5.2(c) Give it a go!

Aim

To practise and develop evaluation skills (without getting too serious).

You need

An hour and 15 minutes and a range of resources, depending on the ways you plan to evaluate the topic you choose. Read through the activity and agree what methods you are going to try out and what resources you can use. Access to a computer and printer, a tape recorder, cameras, old magazines and the internet could all be useful.

Cartoon illustrating topic

What to do

a) First, agree a light-hearted topic to evaluate. What about one of these?

  • Evaluate the furniture in the building
  • Evaluate the trees in the park
  • Evaluate the cars in the car park
  • Evaluate the food in the canteen

b) Break into three groups and decide among yourselves how you are going to undertake your evaluation, what key questions you want to explore and how you are going to do it. Keep your ideas within the small group at this stage. As you will be presenting your findings to the whole group, spare a thought to how you are going to do this before you start.

c) Now crack on! Give yourselves a good three quarters of an hour to evaluate the topic and prepare your findings.

d) Come back together and take it in turns to present what you have found.

What next?

Before you move on, you need to evaluate the process you’ve just been through. You were given virtually no guidance. Did this help, or make it harder? You went off in your own groups and did your own thing. Did you each have a different take on what you were evaluating? Did you find out different things?

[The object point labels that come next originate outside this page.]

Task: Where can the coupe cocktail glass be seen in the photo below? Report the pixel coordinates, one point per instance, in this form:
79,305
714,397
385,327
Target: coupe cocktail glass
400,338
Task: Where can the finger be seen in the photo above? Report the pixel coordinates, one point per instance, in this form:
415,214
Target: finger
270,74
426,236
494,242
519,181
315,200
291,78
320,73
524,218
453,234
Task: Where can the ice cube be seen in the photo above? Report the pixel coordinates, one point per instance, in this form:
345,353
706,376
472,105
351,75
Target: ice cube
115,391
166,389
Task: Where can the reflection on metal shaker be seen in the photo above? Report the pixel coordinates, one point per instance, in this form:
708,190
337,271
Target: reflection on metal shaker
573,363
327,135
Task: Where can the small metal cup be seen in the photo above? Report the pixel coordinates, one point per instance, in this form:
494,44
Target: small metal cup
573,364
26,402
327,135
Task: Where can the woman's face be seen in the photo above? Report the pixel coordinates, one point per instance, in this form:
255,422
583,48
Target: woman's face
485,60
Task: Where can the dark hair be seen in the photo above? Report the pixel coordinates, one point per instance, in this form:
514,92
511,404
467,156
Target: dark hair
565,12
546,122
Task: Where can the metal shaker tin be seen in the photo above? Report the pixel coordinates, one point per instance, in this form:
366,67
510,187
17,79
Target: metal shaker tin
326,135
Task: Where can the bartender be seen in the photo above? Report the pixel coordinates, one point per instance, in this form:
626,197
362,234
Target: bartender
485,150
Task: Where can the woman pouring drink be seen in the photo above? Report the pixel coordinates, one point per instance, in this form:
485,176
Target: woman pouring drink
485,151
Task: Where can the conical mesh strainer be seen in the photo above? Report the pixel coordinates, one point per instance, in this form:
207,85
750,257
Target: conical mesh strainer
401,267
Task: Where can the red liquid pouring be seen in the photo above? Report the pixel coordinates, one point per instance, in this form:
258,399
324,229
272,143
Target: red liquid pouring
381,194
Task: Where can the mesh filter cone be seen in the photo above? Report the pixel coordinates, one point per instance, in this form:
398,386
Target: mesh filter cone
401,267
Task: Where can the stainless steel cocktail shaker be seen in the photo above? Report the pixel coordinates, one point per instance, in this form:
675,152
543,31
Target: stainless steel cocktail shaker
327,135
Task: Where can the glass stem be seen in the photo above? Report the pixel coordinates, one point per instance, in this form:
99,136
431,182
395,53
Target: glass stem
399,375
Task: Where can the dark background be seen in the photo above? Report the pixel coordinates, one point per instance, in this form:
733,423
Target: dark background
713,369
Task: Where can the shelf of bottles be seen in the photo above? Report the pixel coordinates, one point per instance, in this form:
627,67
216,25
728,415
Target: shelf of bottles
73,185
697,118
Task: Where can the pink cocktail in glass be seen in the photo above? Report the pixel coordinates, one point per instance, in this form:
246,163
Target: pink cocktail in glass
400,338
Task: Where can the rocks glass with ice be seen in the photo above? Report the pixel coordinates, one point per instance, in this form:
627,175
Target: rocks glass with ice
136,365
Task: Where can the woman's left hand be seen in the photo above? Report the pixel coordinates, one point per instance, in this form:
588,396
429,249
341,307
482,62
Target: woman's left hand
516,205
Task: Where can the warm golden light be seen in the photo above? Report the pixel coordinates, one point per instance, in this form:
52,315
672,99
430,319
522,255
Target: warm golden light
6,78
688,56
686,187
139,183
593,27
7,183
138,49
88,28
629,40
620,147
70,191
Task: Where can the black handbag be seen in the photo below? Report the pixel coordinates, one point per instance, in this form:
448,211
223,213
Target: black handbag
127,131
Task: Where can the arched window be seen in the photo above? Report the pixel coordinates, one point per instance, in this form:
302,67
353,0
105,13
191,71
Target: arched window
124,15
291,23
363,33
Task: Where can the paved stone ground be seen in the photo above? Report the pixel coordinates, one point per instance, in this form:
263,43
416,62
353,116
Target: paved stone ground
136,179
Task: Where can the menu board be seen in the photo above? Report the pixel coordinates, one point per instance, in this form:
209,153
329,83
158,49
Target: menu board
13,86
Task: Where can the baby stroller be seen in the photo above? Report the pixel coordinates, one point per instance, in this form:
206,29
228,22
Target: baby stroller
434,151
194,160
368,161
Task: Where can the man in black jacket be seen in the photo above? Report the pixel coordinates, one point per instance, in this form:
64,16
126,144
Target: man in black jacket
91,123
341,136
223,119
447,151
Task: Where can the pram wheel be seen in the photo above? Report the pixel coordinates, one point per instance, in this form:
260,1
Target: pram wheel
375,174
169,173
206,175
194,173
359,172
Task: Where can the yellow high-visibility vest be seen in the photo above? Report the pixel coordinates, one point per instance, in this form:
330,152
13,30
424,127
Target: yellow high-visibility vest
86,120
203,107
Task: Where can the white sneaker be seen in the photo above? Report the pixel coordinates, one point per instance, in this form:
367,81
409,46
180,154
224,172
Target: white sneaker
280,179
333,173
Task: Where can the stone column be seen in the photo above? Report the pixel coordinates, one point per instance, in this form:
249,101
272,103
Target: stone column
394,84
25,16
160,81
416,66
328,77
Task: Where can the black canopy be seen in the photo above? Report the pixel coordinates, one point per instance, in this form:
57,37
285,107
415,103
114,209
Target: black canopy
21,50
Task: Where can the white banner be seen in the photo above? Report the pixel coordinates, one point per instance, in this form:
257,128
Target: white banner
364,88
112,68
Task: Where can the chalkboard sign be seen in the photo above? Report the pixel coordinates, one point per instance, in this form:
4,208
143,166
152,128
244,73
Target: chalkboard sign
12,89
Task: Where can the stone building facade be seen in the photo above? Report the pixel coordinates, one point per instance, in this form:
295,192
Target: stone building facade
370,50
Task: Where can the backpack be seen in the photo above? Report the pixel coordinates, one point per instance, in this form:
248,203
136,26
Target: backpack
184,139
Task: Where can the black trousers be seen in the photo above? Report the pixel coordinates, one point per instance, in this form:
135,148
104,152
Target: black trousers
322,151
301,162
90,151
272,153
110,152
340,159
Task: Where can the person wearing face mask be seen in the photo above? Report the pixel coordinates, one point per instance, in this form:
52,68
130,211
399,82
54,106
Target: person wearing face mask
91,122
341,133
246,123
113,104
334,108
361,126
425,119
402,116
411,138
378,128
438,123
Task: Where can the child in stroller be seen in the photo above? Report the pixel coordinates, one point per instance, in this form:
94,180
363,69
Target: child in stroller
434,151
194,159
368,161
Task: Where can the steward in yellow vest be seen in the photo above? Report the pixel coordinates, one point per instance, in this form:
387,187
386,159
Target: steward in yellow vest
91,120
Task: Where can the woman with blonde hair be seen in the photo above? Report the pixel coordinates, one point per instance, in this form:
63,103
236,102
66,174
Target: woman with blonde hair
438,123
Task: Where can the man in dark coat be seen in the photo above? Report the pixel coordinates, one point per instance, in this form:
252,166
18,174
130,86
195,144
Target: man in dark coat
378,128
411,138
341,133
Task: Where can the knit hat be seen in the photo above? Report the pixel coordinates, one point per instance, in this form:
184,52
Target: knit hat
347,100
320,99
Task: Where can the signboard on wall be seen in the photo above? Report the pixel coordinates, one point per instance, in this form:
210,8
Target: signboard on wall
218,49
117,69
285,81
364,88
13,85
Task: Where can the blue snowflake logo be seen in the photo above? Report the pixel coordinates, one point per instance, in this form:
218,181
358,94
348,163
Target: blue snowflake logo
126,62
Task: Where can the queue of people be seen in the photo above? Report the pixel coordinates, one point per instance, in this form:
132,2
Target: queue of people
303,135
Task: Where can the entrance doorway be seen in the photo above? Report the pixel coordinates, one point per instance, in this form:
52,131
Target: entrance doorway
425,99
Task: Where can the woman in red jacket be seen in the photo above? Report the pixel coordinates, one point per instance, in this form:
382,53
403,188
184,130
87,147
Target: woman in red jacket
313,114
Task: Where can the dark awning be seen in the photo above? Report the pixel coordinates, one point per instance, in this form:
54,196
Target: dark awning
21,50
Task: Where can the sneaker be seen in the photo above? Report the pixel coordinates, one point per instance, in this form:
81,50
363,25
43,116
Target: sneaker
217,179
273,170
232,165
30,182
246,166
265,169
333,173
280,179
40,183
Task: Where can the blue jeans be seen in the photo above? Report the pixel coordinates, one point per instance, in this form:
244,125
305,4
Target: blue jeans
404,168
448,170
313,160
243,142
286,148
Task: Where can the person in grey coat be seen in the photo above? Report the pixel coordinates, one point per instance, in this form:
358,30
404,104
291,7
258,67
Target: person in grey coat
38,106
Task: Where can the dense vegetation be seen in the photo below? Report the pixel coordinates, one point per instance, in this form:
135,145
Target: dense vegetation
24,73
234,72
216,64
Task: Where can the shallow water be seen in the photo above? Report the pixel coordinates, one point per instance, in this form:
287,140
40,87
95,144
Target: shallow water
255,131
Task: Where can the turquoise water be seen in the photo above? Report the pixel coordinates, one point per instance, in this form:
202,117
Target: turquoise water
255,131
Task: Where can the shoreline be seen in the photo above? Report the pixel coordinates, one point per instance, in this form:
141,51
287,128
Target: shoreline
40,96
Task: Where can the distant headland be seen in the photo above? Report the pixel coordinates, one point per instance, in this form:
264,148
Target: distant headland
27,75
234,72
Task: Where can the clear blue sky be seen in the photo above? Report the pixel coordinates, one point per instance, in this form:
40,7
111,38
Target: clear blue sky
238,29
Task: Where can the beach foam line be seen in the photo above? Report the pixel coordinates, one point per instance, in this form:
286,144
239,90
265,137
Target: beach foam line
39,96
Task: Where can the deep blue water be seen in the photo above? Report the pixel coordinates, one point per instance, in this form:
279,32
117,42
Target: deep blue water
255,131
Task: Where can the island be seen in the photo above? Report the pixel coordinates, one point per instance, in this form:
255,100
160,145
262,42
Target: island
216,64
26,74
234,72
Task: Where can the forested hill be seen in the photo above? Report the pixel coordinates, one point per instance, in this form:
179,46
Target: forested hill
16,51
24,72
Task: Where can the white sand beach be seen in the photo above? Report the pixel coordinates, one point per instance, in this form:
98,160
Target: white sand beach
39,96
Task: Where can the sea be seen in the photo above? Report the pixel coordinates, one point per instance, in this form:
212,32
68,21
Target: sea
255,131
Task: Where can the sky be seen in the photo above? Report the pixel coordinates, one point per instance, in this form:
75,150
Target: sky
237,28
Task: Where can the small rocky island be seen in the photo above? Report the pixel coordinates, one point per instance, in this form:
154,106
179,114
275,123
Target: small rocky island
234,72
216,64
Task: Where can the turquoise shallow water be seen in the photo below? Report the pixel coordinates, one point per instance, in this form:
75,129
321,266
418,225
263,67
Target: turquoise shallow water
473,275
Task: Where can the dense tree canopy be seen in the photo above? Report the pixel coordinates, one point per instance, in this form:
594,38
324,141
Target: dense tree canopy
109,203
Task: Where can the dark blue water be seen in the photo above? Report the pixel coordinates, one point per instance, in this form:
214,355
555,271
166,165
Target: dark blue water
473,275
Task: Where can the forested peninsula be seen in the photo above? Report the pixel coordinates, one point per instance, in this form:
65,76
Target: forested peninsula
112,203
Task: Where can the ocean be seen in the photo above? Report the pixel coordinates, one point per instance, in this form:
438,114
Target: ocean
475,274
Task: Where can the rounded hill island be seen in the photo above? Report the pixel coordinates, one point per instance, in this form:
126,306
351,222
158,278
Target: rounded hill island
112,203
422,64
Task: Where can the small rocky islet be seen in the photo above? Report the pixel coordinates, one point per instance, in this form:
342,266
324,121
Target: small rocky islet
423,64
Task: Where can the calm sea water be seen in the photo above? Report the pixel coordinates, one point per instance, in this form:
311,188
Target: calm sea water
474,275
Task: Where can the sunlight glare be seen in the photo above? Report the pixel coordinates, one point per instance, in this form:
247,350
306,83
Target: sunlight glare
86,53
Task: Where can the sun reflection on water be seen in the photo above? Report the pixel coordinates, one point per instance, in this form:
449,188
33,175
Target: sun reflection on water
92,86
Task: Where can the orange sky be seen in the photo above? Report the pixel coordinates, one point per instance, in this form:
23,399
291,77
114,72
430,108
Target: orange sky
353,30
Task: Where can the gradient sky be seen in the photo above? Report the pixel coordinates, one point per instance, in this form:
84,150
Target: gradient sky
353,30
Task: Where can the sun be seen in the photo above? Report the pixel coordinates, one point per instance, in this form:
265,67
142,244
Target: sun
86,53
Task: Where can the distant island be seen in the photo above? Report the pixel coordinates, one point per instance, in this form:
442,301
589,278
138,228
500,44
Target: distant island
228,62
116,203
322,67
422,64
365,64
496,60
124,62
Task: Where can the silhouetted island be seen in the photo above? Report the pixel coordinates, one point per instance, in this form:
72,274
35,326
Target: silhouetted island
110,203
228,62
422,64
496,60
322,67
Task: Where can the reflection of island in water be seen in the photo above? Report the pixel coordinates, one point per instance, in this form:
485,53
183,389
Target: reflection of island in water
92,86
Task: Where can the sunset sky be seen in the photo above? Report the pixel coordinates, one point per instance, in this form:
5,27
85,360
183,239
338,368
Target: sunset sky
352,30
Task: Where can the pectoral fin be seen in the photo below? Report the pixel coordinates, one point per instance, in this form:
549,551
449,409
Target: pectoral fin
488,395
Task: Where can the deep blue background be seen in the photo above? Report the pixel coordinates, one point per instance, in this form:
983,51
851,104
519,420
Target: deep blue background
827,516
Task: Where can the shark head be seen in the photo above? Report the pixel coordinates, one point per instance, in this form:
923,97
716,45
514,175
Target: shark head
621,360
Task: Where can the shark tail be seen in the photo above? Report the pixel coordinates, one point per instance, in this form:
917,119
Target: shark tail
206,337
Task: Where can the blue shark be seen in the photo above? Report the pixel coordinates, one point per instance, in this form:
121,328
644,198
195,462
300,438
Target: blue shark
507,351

For example, if you chose to ‘evaluate the trees,’ the first group may have evaluated them for their size and shade; the second whether they lose their leaves in winter or not; the third whether they are easy and fun to climb.

These differences don’t matter on this occasion; in fact, they hopefully have added to your learning. But in the next aim, it will be very important to have a shared understanding of what you are doing and wanting to find out, why it is important and how you are going to go about it together. You may need to think through what you are looking for in the evaluation, what funders are looking for and what others may be looking for. These may be similar or very different. You will need to take more care in the planning and preparation. Before you move on, is there anything arising from this activity that you want to add to your evaluation charter?